The doFuture package provides mechanisms for using the foreach package together with the future package such that foreach() parallelizes via any future backend.

Usage

There are two alternative ways to use this package:

  1. y <- foreach(...) %dofuture% { ... }

  2. y <- foreach(...) %dopar% { ... } with registerDoFuture()

The first alternative (recommended), which uses %dofuture%, avoids having to use registerDoFuture(). The %dofuture% operator provides a more consistent behavior than %dopar%, e.g. there is a unique set of foreach arguments instead of one per possible adapter. Identification of globals, random number generation (RNG), and error handling is handled by the future ecosystem, just like with other map-reduce solutions such as future.apply and furrr. An example is:

library(doFuture)
plan(multisession)

y <- foreach(x = 1:4, y = 1:10) %dofuture% {
  z <- x + y
  slow_sqrt(z)
}

This alternative is the recommended way to let foreach() parallelize via the future framework if you start out from scratch.

See %dofuture% for more details and examples on this approach.

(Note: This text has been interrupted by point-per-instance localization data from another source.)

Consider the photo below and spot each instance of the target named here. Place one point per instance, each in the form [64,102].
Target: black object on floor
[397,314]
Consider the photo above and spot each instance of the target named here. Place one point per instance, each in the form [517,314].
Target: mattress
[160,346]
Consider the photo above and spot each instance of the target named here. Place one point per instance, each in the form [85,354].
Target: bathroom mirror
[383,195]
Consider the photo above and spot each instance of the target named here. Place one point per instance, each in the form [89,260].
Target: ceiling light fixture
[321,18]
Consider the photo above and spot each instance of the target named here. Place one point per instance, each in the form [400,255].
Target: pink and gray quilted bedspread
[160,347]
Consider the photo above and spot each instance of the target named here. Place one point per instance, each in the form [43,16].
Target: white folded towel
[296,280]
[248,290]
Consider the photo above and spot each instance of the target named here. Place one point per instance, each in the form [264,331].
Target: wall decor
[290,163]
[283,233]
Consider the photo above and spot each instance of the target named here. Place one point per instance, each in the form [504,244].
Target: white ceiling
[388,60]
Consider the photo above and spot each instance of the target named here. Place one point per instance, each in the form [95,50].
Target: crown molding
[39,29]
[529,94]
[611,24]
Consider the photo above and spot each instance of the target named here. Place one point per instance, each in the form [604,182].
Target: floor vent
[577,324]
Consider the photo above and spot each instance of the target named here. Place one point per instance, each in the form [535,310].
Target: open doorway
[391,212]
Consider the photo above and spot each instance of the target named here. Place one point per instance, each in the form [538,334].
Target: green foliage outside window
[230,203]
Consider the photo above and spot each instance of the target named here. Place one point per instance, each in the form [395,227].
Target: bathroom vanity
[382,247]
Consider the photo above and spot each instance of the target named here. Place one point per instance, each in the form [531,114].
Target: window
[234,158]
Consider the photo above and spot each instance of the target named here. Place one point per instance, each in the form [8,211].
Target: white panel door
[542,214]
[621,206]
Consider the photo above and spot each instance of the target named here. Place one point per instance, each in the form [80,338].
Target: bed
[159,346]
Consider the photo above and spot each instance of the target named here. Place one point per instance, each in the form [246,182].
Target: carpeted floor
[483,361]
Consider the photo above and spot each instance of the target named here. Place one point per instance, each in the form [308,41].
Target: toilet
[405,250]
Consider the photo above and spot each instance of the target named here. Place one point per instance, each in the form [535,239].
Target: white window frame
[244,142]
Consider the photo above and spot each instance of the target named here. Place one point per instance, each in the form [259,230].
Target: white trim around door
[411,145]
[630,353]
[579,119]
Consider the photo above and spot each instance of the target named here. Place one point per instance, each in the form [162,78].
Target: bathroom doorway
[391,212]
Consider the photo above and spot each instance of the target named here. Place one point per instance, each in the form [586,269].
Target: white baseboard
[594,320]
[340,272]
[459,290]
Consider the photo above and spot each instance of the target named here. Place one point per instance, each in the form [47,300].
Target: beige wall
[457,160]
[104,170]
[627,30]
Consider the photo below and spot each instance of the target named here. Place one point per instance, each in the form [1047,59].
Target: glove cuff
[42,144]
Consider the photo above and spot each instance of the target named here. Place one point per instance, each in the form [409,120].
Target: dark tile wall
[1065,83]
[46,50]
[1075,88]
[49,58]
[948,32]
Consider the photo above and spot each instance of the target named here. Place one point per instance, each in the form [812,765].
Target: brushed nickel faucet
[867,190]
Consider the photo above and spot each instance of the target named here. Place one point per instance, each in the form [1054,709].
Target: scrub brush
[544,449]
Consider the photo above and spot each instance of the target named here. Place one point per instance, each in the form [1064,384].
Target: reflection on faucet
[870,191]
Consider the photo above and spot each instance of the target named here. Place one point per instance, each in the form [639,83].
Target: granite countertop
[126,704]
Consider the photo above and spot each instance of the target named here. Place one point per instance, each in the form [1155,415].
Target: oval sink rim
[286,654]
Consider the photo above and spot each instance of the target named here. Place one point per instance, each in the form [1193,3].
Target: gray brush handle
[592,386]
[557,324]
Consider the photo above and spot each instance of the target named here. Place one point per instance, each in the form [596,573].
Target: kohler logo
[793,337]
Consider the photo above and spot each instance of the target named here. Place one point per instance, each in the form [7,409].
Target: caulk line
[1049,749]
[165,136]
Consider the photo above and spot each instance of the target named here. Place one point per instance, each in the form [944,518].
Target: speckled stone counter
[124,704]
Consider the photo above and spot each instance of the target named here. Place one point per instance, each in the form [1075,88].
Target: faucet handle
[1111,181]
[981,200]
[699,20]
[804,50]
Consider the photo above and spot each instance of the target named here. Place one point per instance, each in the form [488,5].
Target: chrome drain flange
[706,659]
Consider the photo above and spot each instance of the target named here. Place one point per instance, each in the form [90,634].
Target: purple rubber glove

The second alternative is based on the traditional foreach approach where one registers a foreach adapter to be used by %dopar%. A popular adapter is doParallel::registerDoParallel(), which parallelizes on the local machine using the parallel package. This package provides registerDoFuture(), which parallelizes using the future package, meaning any future-compliant parallel backend can be used. An example is:

library(doFuture)
registerDoFuture()
plan(multisession)

y <- foreach(x = 1:4, y = 1:10) %dopar% {
  z <- x + y
  slow_sqrt(z)
}

This alternative is useful if you already have a lot of R code that uses %dopar% and you just want to switch to using the future framework for parallelization. Using registerDoFuture() is also useful when you wish to use the future framework with packages and functions that uses foreach() and %dopar% internally, e.g. caret, plyr, NMF, and glmnet. It can also be used to configure the Bioconductor BiocParallel package, and any package that rely on it, to parallelize via the future framework.

See registerDoFuture() for more details and examples on this approach.